娅茹坐在月台边缘,把战镰平放膝上,用旧时代军用油布慢慢擦拭着镰刃。她的目光越过月台下方废弃的铁轨和远处柳林铺边缘的黄土坡,落在极远极淡的天边。言忘走过来,把蔡师傅那罐蜂蜜里分出来的一小勺,搅进一碗热水里递给她。她接过来喝了一口,说很甜。她小时候在铜锤镇矿道深处,那个瘸腿矿工的磨坊里也有一罐蜂蜜,很小很小一罐,矿工舍不得吃,每次只挖一小勺化成水,分给矿道里刚从井上回来的孩子们。她也分到过一杯,甜得她记了好多年。
言忘在她旁边坐下,把作战背包里语夏那片花瓣碎末压成的薄片取出来放在膝头。他告诉她,语夏也很喜欢甜的东西。她以前在承德时,王叔每回炖排骨汤,都会往汤里放好几颗红枣,枣炖得极烂极甜。她舍不得一次吃完,总是把枣留在碗底,等汤喝完了再把枣一颗一颗慢慢吃掉。娅茹听着,低头看着自己手里那碗蜂蜜水,沉默了一会儿,然后说等飞羽城的城墙修好之后,她要托商队从金穗镇带几株枣树苗回飞羽城,种在城墙根下。飞羽城的城墙太高太硬,垛口上全是花岗岩荒料,连苔藓都长不活,但她想试试。她的语气很轻很淡,但和之前在飞羽城城墙上说“一起去”时的坚定一模一样。

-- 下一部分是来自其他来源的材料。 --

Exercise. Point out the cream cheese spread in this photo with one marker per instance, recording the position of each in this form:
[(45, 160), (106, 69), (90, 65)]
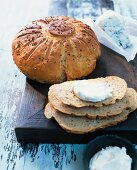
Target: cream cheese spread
[(111, 158), (92, 91)]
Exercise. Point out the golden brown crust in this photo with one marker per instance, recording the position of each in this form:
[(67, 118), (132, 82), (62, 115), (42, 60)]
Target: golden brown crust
[(56, 49)]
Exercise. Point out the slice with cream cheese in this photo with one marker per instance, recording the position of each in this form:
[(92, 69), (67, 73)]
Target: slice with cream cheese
[(92, 91)]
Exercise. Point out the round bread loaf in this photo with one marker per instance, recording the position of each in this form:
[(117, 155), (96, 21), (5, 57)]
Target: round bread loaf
[(56, 49)]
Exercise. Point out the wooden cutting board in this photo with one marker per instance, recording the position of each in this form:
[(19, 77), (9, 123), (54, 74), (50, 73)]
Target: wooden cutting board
[(32, 126)]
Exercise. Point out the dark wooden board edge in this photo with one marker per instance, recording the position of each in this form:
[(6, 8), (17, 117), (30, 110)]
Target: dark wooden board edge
[(32, 124)]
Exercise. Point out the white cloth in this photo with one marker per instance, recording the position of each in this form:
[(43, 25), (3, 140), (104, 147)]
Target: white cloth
[(130, 26)]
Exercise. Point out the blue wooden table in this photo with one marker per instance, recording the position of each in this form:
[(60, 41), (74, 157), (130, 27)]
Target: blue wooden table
[(14, 14)]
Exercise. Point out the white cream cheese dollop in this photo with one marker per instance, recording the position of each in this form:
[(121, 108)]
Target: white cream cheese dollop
[(111, 158), (92, 91)]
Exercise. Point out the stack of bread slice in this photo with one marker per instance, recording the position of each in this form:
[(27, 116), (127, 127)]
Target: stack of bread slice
[(78, 116)]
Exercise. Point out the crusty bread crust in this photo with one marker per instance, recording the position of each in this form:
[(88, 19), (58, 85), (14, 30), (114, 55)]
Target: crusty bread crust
[(95, 112), (64, 92), (56, 49)]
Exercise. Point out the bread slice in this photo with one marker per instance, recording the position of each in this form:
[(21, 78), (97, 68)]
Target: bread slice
[(95, 112), (81, 125), (64, 92)]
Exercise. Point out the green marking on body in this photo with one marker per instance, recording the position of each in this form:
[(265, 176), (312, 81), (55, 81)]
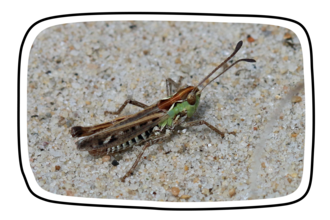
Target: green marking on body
[(179, 107)]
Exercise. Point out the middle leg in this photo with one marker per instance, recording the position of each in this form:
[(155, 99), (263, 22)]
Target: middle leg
[(201, 122), (128, 101)]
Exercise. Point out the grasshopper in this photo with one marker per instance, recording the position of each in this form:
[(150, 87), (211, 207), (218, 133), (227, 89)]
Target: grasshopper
[(150, 126)]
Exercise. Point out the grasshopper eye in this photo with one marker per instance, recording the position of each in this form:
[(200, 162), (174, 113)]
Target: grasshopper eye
[(191, 98)]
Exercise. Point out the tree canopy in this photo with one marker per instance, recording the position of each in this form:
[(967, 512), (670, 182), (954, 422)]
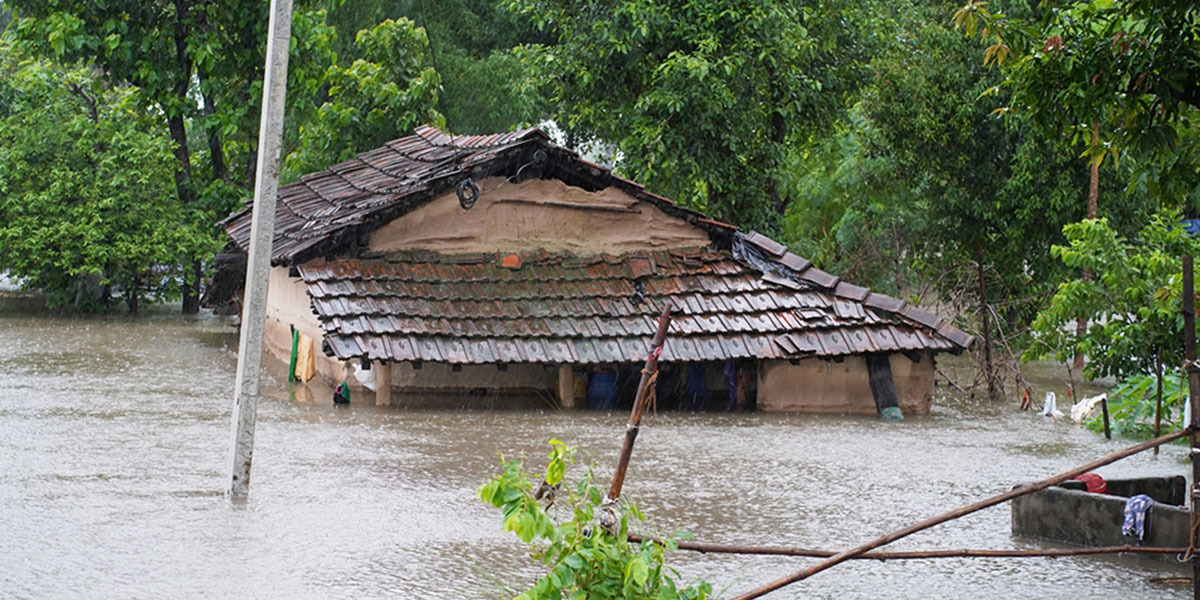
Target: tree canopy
[(85, 202)]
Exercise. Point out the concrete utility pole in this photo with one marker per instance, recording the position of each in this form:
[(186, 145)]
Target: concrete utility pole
[(262, 231)]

夜渐渐深了,柳林铺的废弃月台上偶尔传来远处车厢里铁匠铺锤声的余响。言忘靠着月台柱子坐着,用心跳对语夏说:我们在柳林铺,一个旧时代火车站改的集市。这里有个用石磨磨高粱面的老人,腿不好,磨坊里收着很多寄不出去的信。我答应他,帮他把这些信带到沿途每一个驿站,送到哪里算哪里。娅茹要把飞羽城军械库里的遗书全部寄出去,岑钰莹用暗影把褪色的信封重新描清楚,楚天把每一封信可能的路线都标注在地图上。我们走了很远的路,现在开始替别人带信了。这些信和我们一样,都在东南偏南。飞羽城的城墙会修好,铜锤镇的姐妹会重逢,而那些找不到收件人的信,也会一直有人带着它们往前走。